Ces nouveaux équipements deviennent obligatoires dans toutes les voitures neuves

Ces nouveaux équipements deviennent obligatoires dans toutes les voitures neuves

Le 7 juillet 2026 marque une étape décisive pour la sécurité automobile en Europe. Toutes les voitures neuves immatriculées devront embarquer une série de dispositifs obligatoires… avec une conséquence directe sur les prix.

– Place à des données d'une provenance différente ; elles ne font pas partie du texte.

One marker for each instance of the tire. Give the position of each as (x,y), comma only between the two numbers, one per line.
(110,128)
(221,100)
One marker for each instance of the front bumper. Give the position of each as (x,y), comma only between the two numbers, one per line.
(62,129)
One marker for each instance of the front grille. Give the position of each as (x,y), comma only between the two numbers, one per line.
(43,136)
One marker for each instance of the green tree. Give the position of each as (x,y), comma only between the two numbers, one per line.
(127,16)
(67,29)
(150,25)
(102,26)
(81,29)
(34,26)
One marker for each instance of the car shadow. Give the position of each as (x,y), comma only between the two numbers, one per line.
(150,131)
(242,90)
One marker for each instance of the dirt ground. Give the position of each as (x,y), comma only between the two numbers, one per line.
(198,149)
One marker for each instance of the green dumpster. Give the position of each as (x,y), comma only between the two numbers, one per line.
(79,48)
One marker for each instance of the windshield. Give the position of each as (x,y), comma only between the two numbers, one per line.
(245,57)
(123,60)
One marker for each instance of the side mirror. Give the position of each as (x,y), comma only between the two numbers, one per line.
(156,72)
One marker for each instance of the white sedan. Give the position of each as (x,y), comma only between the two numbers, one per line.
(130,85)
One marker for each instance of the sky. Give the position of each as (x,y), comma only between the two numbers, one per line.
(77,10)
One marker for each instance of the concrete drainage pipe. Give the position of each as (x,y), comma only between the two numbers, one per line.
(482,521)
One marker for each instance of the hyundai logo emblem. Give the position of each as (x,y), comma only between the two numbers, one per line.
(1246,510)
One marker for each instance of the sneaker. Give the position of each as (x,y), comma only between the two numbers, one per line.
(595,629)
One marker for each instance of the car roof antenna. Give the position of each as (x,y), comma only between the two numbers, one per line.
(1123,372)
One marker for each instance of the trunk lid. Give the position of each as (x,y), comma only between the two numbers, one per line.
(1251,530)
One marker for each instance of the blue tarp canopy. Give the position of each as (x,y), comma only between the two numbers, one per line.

C'est une date qui va discrètement transformer le paysage automobile européen. À partir du 7 juillet 2026, plus aucune voiture particulière ni aucun utilitaire léger neuf ne peut être immatriculé dans l'Union européenne sans embarquer une série complète d'aides à la conduite et de dispositifs d'alerte. Cette échéance n'est pas tombée du ciel : elle correspond à l'étape finale du règlement européen 2019/2144, plus connu sous le nom de GSR2, adopté en 2019 pour moderniser les exigences de sécurité des véhicules neufs. Les deux premières phases, en 2022 puis en 2024, avaient déjà imposé l'assistant de vitesse intelligent, l'alerte de somnolence ou encore la boîte noire. La dernière est la plus complète.

L'ambition affichée par la Commission européenne est précise : sauver 25 000 vies et éviter 140 000 blessures graves sur les routes européennes d'ici à 2038. Elle rappelle également que l'erreur humaine est impliquée dans environ 95 % des accidents de la route. C'est dans cet esprit que plusieurs dispositifs entrent en vigueur simultanément.

Le premier concerne les situations de freinage d'urgence. L'ESS, ou signal d'arrêt d'urgence, impose que les feux stop clignotent rapidement en cas de freinage violent au-delà de 50 km/h, ou lorsque l'ABS s'enclenche. L'objectif est d'alerter les véhicules suiveurs bien plus efficacement qu'un simple feu stop fixe.

© Joerch - Adobe Stock

Le deuxième dispositif est plus intrusif : l'ADDW, ou avertisseur "avancé" de distraction du conducteur, surveille en continu le regard et la posture grâce à une caméra orientée vers le conducteur. Dès qu'une distraction prolongée est détectée, une alerte sonore et visuelle se déclenche. Les données sont traitées localement, sans transmission vers l'extérieur.

Déjà obligatoire pour les nouvelles homologations depuis 2024, le freinage d'urgence automatique devient cette fois impératif pour toutes les immatriculations neuves sans exception. Et sa portée s'étend : il doit désormais être capable de détecter non seulement les autres véhicules, mais aussi les piétons et les cyclistes.

Enfin, la conception même des carrosseries est concernée : les constructeurs doivent intégrer une zone étendue de protection pour limiter les traumatismes crâniens en cas de choc avec la tête d'un piéton. Des crash tests plus complets, incluant des chocs arrière, latéraux contre un poteau et frontaux sur toute la largeur, entrent également en vigueur.

Ces obligations ne concernent que les voitures neuves immatriculées après le 7 juillet 2026. Les véhicules déjà en circulation ne sont soumis à aucune mise à niveau obligatoire, et les contrôles techniques ne changent pas. En revanche, les acheteurs de voitures neuves, et plus encore ceux de petites citadines d'entrée de gamme, vont le ressentir sur la facture.

Et pour cause : toutes ces nouvelles technologies – caméras, capteurs, calculateurs supplémentaires – ont un coût que les constructeurs répercutent sur les tarifs de vente. Certains modèles jugés trop coûteux à mettre aux normes ont déjà disparu des catalogues lors des phases précédentes – comme la Renault Zoé ou la Twingo 3 thermique. D'autres pourraient suivre.

Côté assurance, l'équation est plus subtile : si ces équipements réduisent le nombre d'accidents, le coût des réparations augmente en parallèle. Un simple accrochage de pare-chocs peut désormais imposer le remplacement et le recalibrage d'un radar ou d'une caméra frontale, alourdissant sensiblement le coût de chaque sinistre.